Eric Domb. Ce sont effectivement mes lectures de jeunesse qui ont forgé ce rêve, Jack London, Jules Verne, Pierre Loti, Conrad, sans oublier notre compatriote Charles-Henri Dewisme, dit Henri Vernes, le père de Bob Morane. Tous ont contribué à me donner ce goût du voyage, ce goût de l’aventure, et, surtout, cette idée que tout est possible quand on en a la volonté.

C’est l’amour que vous portez pour les animaux qui vous a rendu aujourd’hui végétarien ?

Ce n’est pas pour des raisons éthiques car ce serait poser un jugement de valeur à l’égard de ceux qui mangent de la viande ! Il s’agit plutôt d’une raison affective, de l’aboutissement d’une remise en question alors que, foncièrement, j’aime la viande. C’est donc pour moi un gros sacrifice. Mais à force de côtoyer tant d’animaux qui sont, finalement, très proches de nous, je ne peux plus accepter participer à la souffrance de l’un d’entre eux.

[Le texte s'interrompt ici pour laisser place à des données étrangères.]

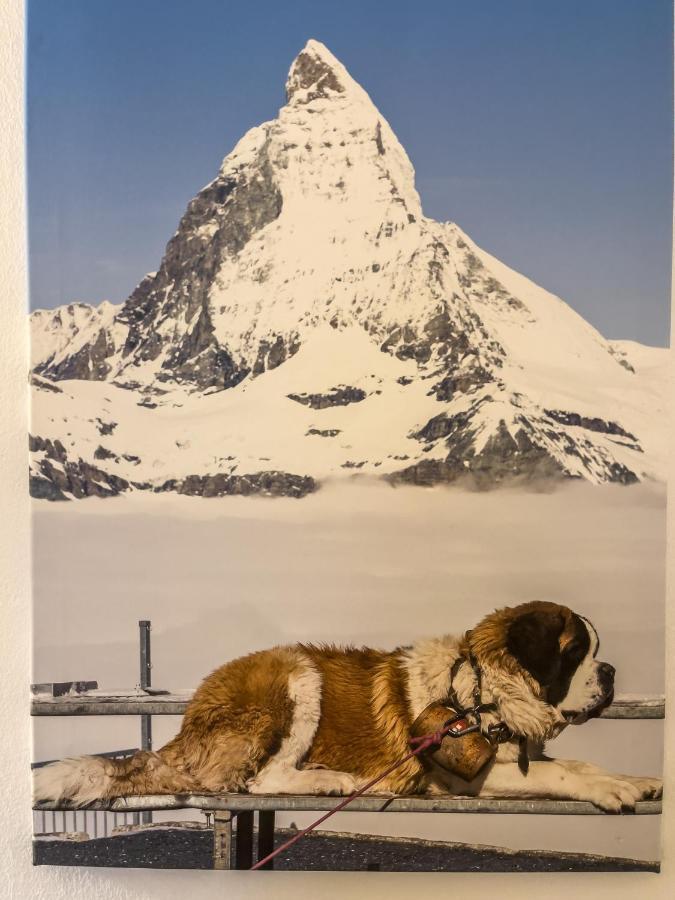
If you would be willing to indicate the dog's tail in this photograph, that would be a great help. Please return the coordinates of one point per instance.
(84, 779)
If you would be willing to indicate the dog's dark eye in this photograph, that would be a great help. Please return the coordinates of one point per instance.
(574, 650)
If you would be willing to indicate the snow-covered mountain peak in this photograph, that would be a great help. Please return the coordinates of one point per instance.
(307, 318)
(316, 73)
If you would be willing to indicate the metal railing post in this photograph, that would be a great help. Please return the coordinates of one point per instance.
(146, 681)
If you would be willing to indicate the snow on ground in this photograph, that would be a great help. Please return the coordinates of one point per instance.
(364, 564)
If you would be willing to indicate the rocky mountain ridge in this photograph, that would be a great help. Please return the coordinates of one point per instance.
(308, 321)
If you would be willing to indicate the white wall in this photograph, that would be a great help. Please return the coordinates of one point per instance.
(18, 879)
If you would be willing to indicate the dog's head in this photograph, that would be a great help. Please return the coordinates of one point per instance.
(556, 649)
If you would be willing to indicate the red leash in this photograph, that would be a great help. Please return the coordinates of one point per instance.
(423, 743)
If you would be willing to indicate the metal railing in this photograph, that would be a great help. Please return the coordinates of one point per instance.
(95, 823)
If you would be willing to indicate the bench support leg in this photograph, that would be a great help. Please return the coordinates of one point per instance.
(244, 844)
(266, 835)
(222, 839)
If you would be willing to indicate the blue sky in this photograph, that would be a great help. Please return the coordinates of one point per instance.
(542, 128)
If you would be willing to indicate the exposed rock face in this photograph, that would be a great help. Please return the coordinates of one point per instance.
(55, 477)
(272, 484)
(306, 270)
(338, 396)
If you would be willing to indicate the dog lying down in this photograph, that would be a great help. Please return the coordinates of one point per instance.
(306, 719)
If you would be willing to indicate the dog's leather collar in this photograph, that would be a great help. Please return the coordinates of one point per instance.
(498, 732)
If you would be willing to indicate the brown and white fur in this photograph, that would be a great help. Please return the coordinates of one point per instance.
(325, 720)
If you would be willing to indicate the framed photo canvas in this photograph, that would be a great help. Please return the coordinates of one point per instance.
(349, 516)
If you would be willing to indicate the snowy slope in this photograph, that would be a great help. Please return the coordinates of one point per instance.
(309, 322)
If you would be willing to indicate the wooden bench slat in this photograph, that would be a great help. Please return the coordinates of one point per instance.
(301, 803)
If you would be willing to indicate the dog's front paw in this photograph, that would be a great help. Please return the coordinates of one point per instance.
(612, 794)
(650, 788)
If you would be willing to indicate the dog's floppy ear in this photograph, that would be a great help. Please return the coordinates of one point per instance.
(533, 639)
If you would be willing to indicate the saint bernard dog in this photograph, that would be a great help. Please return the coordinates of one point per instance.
(307, 719)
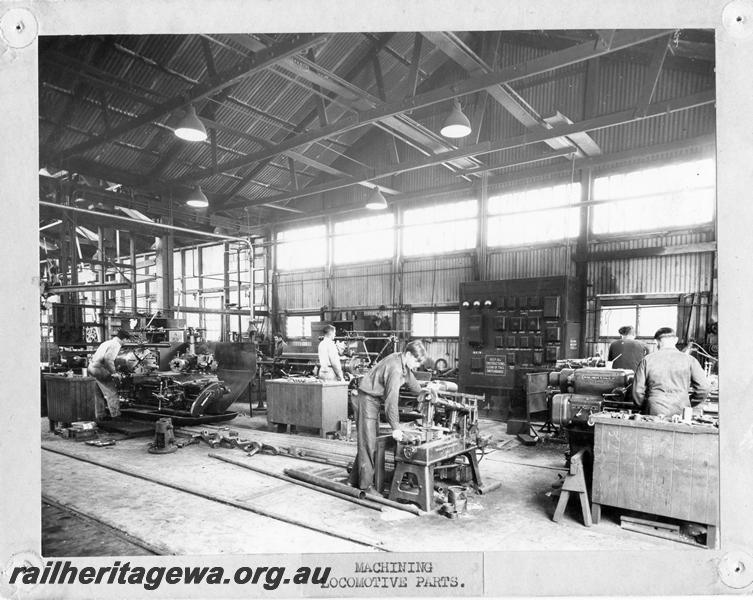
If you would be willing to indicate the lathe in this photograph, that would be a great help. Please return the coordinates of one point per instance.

Cela fait 25 ans que je vis en leur compagnie, que j’observe, ému, l’attention qu’une maman, quelque soit son espèce, témoigne vis-à-vis de son petit, la tendresse dont fait preuve une guenon envers son jeune. Je pourrais peut-être manger encore de la viande si c’était un vieil animal, s’il a été respecté durant sa vie, et si on a mis fin à son existence de manière expéditive et non pas de la façon dont on traite les animaux dans les abattoirs.

Un événement heureux. Deux éléphantes seront bientôt maman, Ta Wan ne sera donc plus le petit dernier. Eric Domb a toujours éprouvé une fascination à l’égard des pachydermes. Son parc en accueille actuellement une vingtaine. ©DR

Quelle est la philosophie de Pairi Daiza ?

Embellir la vie par une sorte de mythe fondateur.  Nous, les humains, avons besoin de donner un sens à ce que nous faisons. Le mythe qui explique ma démarche est le suivant : il fut un temps - celui que les aborigènes appellent le temps du rêve - où la Beauté, la Vérité et l‘Harmonie entouraient la terre comme un miroir, un miroir ondoyant brisé par un chasseur qui a décoché sa flèche. Dans chaque partie du monde, les hommes qui recueillent un fragment de ce miroir pensent, du coup, détenir la vérité. L’utopie de Pairi Daiza est de réunir les tessons de ce miroir aux quatre coins de la planète et de les réunir comme la mosaïque d’un âge d’or, celui de la nature et de la culture des hommes, si diverse, si riche, si complémentaire.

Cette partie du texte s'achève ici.